Toni Tipton-Martin’s work as an activist is rooted in tragedy.
Her father died in 1995 under what she describes as “questionable circumstances” at Los Angeles’ notorious King-Drew hospital. A car accident sent him to intensive care at the hospital known for providing such substandard care that it was eventually shuttered. A surgeon assured Tipton-Martin that her father would recover; a few hours later, he was dead.
In her grief, Tipton-Martin resolved to play a role in “community healing.” But what did that mean for an award-winning journalist, author and culinary historian?
Part of her healing process was starting a nonprofit dedicated to promoting the “connection between cultural heritage, cooking and a healthy community,” as she wrote in an essay for Edible Austin magazine. Last year, Tipton-Martin’s group, SANDE Youth Project, hosted Soul Summit, a conversation about race, identity, food and power — the first conference, she believes, to be dedicated exclusively to African-American food culture.
Another part was writing a coffee table book, “The Jemima Code: Two Centuries of African-American Cookbooks,” details 150 cookbooks that challenge the mythical mammy figure hawking pancakes and syrup that belittles African-Americans’ culinary contributions.

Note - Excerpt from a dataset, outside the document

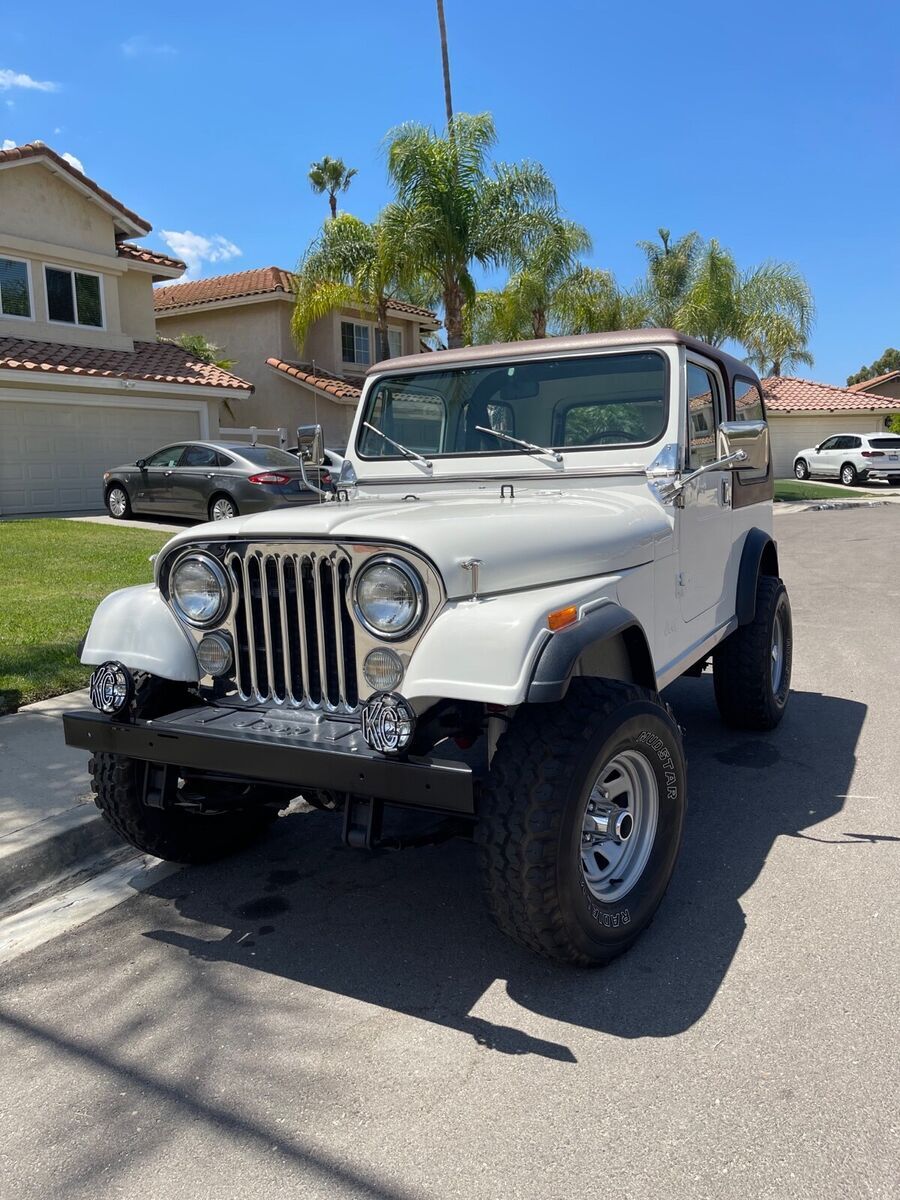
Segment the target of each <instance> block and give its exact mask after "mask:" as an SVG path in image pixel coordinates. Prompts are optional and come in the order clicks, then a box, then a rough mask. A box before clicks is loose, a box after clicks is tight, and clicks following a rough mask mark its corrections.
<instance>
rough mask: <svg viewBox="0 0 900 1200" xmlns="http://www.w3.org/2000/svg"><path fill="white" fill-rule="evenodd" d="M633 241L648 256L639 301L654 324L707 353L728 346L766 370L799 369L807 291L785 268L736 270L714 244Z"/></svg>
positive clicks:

Tipton-Martin, 57, who splits her time between Austin and Denver, amassed her cookbook collection over decades; a couple books she got for free, others she bought for a couple thousand dollars. Her collection of such books published from 1827 to the present day totals about 300 and is kept in a gun safe.
In “The Jemima Code,” Tipton-Martin documents 163 years’ worth of cookbooks from how to be a domestic servant in the 1800s up to the soul food era in the 1960s, then the nouveau soul food era in the 1970s and the celebrity cookbooks of the 1980s and beyond. She presents cookbook authors whose lives challenged the caricature that black cooks were uneducated, cooking at the direction of white women and whose repertoire was limited to subsistence food.
There is Abby Fisher, a former slave who ran a pickles and preserves company in San Francisco and in 1881 published “What Mrs. Fisher Knows about Old Southern Cooking.” Her cookbook contains Southern classics as well as recipes for roasted venison, crab croquettes and stuffed ham laced with sherry and nutmeg.
There is Rufus Estes, a skilled master chef in Chicago who published his cookbook, “Good Things to Eat as Suggested by Rufus,” in 1911. Among the 590 recipes are beef marrow quenelles, chestnut soup, squash flower omelet and instructions for making roux and veal stock.
There is Lena Richard, who starred in a weekly cooking show on New Orleans’ first television station. She ran a catering company, worked as a head chef in New York and Virginia and sold her famous Shrimp Soup Louisiane by mail order. Her 1939 cookbook celebrated Creole cuisine with recipes for crawfish bisque, shrimp remoulade and pain perdu (French toast).
“Toni’s work is part of a groundswell of scholarship and study on African-American foodways and how there’s been a lack of attention and marginalization,” said food historian Marcie Cohen Ferris, a professor at the University of North Carolina at Chapel Hill. “Toni’s work and other scholars’ work is a start to rectify that.”
Tipton-Martin had been collecting books for years before she finally committed to writing “The Jemima Code.” The final straw was a 2002 editorial cartoon that first appeared in the student newspaper at Texas A&M University, and later was reprinted in other newspapers. The cartoon showed a big, buxom black woman wearing hair curlers and wielding a spatula as a weapon.
Tipton-Martin said seeing that negative Jim Crow-era image perpetuated on a college campus decades after the civil rights era made her realize that her book was needed.
“That was what gave me the courage and the confidence that the message resonated beyond my community,” she said.
She continued: “Here we are at this place: We’re being advised to eat closer to the soil and eat fewer packaged and processed foods and no one knows how to cook anymore. These women who could be role models are perceived negatively.”
Now those role models are on display in a gorgeous 246-page scholarly coffee-table book.
Surely, Tipton-Martin’s dad would be proud.